The old woman sent her cat with the prince, which accompanied him as far as the right road, mewed once, and turned back. The wandering prince, after a journey which lasted for weeks, got through the silver forest and found a cottage where the old woman lived, who was so much bent from age that her nose touched the ground.

"Good evening, my grandmother."

"Good fortune has brought you, my dear son. What are you doing here, whither not even a bird ever comes? What do you want, my dear son?"

"I seek the pelican, my dear mother, whose song makes old people young again. The Jesuits have stolen it from my father."

"Well, my son, I know nothing of it. But fifty miles beyond yonder copper-forest lives my mother, and if she knows nothing about your bird, then nobody does. On your way back with the bird call upon me, my dear son, and I will give you a good present for your trouble. Life is still very pleasant, even to me."

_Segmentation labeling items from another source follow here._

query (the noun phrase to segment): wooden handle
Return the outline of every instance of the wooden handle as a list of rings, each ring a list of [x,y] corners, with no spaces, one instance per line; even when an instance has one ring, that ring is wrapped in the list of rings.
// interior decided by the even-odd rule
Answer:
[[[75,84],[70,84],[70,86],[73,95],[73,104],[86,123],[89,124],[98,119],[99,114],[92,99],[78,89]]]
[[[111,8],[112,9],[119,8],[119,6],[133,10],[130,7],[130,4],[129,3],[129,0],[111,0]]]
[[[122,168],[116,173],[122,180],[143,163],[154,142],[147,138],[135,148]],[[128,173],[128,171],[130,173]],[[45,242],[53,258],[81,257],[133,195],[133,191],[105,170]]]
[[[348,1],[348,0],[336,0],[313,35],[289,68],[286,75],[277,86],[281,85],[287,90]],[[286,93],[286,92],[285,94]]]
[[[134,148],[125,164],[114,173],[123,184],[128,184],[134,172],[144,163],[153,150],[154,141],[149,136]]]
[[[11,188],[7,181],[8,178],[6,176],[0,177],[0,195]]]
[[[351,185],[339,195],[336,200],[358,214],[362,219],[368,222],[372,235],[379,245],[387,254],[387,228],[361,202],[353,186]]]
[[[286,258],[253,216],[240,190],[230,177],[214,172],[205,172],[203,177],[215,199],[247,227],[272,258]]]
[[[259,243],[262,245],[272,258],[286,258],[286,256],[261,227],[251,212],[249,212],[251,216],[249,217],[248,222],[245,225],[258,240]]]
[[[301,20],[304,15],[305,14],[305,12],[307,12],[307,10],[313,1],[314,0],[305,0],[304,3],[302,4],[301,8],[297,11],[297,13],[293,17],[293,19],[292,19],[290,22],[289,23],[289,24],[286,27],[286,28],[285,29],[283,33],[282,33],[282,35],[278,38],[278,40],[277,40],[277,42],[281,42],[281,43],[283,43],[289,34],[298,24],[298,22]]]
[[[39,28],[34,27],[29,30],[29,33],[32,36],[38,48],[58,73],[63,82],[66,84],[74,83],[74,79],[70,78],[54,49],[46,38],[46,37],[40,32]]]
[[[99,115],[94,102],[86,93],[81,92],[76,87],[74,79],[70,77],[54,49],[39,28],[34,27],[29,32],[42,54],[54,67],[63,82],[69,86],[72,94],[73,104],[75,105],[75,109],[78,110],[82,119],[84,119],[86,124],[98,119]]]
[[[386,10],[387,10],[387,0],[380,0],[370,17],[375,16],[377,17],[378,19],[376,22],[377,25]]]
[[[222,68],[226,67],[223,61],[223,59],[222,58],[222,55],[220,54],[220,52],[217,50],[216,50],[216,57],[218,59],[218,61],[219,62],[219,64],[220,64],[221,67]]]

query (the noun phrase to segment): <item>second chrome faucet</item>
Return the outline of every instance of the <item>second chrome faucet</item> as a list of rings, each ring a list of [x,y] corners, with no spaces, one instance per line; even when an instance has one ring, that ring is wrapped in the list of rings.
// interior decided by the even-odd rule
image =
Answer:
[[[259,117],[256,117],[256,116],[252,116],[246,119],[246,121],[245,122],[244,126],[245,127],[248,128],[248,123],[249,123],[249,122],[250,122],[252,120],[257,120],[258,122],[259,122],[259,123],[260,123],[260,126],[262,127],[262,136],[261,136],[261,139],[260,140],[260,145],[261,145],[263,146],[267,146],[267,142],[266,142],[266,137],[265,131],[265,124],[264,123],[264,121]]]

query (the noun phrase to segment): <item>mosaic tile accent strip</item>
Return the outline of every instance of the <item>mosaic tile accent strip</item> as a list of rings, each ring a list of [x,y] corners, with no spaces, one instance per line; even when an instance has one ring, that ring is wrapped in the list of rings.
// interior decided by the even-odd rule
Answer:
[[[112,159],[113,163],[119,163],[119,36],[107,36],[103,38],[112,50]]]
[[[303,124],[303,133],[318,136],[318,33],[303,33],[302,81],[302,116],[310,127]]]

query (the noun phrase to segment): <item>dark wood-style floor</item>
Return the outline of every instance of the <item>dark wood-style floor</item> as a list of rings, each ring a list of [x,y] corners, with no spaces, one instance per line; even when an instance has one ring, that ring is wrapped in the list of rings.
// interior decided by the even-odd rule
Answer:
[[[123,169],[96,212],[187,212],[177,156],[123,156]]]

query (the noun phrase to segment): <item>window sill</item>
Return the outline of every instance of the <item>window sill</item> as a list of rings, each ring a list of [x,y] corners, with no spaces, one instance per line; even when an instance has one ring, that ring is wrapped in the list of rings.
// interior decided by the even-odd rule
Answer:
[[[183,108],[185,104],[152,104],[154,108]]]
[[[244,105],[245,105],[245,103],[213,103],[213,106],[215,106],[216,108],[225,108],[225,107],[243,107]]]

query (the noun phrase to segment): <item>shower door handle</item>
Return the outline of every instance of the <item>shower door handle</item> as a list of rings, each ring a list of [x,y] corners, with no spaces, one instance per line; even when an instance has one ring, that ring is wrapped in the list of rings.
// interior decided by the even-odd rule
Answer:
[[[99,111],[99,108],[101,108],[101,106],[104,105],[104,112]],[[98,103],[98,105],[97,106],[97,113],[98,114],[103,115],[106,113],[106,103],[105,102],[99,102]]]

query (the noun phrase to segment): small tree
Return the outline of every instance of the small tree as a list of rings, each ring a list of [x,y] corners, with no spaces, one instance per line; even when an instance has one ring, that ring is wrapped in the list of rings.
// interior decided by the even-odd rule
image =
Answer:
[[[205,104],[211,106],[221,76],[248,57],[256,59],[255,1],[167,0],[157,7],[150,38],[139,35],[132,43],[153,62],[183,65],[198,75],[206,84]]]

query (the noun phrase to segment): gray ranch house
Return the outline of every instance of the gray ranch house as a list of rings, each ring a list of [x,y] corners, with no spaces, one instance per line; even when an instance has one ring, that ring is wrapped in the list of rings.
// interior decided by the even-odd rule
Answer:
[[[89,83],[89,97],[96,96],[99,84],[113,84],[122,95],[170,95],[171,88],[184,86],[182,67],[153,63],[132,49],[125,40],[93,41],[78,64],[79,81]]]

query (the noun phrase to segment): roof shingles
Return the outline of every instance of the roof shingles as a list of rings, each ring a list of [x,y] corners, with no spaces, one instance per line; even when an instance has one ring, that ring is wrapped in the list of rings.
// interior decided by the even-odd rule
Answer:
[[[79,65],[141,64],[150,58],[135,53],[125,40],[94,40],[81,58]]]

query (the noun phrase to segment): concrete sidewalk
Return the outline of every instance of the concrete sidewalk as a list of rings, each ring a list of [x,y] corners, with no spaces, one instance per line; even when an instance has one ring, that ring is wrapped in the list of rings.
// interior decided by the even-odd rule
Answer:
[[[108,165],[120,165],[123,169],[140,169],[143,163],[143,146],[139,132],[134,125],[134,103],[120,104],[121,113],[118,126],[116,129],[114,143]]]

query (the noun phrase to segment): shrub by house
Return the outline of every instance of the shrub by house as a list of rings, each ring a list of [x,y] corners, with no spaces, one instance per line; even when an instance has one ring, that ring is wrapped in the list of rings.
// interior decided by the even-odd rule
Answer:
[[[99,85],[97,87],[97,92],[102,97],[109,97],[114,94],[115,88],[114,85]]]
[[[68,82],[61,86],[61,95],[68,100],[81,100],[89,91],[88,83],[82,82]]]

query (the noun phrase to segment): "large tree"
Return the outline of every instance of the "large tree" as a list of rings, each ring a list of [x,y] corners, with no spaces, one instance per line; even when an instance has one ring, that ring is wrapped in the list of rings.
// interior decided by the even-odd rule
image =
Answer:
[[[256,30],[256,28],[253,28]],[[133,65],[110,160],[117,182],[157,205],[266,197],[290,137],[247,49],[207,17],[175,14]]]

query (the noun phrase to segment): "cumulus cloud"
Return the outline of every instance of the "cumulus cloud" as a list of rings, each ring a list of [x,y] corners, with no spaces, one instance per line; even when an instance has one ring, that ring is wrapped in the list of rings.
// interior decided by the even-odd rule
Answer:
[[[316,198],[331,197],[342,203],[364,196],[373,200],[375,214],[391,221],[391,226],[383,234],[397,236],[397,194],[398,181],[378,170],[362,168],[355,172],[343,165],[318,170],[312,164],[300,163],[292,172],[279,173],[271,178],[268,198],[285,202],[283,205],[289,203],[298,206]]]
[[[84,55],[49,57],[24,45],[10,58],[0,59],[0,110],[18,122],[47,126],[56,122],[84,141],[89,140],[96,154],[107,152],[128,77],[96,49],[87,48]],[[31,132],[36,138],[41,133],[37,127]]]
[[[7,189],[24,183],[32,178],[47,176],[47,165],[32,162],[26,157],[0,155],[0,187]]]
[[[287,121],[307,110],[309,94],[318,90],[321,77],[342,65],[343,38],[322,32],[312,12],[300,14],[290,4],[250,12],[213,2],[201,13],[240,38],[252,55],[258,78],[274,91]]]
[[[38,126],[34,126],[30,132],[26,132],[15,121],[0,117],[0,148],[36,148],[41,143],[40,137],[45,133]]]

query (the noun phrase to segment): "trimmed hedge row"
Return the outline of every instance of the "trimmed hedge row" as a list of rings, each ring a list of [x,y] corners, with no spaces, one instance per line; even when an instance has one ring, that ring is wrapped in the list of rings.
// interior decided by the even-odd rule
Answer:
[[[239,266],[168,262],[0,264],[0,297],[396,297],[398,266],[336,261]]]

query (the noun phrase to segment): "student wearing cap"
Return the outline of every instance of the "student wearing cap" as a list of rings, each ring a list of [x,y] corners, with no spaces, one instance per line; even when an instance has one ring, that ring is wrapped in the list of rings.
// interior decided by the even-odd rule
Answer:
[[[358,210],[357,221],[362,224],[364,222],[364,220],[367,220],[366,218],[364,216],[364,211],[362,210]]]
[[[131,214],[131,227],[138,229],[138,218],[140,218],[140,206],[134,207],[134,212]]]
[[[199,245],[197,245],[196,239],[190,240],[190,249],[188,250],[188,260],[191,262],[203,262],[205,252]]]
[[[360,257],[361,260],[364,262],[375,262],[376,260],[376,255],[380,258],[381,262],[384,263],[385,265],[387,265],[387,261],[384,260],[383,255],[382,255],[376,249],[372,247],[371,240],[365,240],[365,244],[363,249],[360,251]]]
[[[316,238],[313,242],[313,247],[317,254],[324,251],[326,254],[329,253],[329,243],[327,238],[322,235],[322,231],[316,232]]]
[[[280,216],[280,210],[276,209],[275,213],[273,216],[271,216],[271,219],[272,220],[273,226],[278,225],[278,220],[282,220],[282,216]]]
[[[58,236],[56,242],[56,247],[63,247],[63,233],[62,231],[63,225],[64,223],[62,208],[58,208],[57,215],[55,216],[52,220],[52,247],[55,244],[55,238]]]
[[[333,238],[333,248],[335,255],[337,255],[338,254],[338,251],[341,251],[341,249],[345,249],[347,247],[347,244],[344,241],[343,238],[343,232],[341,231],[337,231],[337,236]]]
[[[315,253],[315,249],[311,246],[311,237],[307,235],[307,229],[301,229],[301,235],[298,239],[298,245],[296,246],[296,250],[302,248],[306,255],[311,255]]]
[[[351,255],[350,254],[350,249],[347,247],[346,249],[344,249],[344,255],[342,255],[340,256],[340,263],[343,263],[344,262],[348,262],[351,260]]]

The prince again continued his journey in company with a red cock, which took him as far as the right road. There it crowed once, and flew back. After a journey of days and weeks the prince discovered on the borders of the copper-forest a little cottage, in which the old woman sat, whose eyelids were quite covered with moss. "Good day, my dear old mother!" "Good fortune has brought you, my dear son. What do you want?"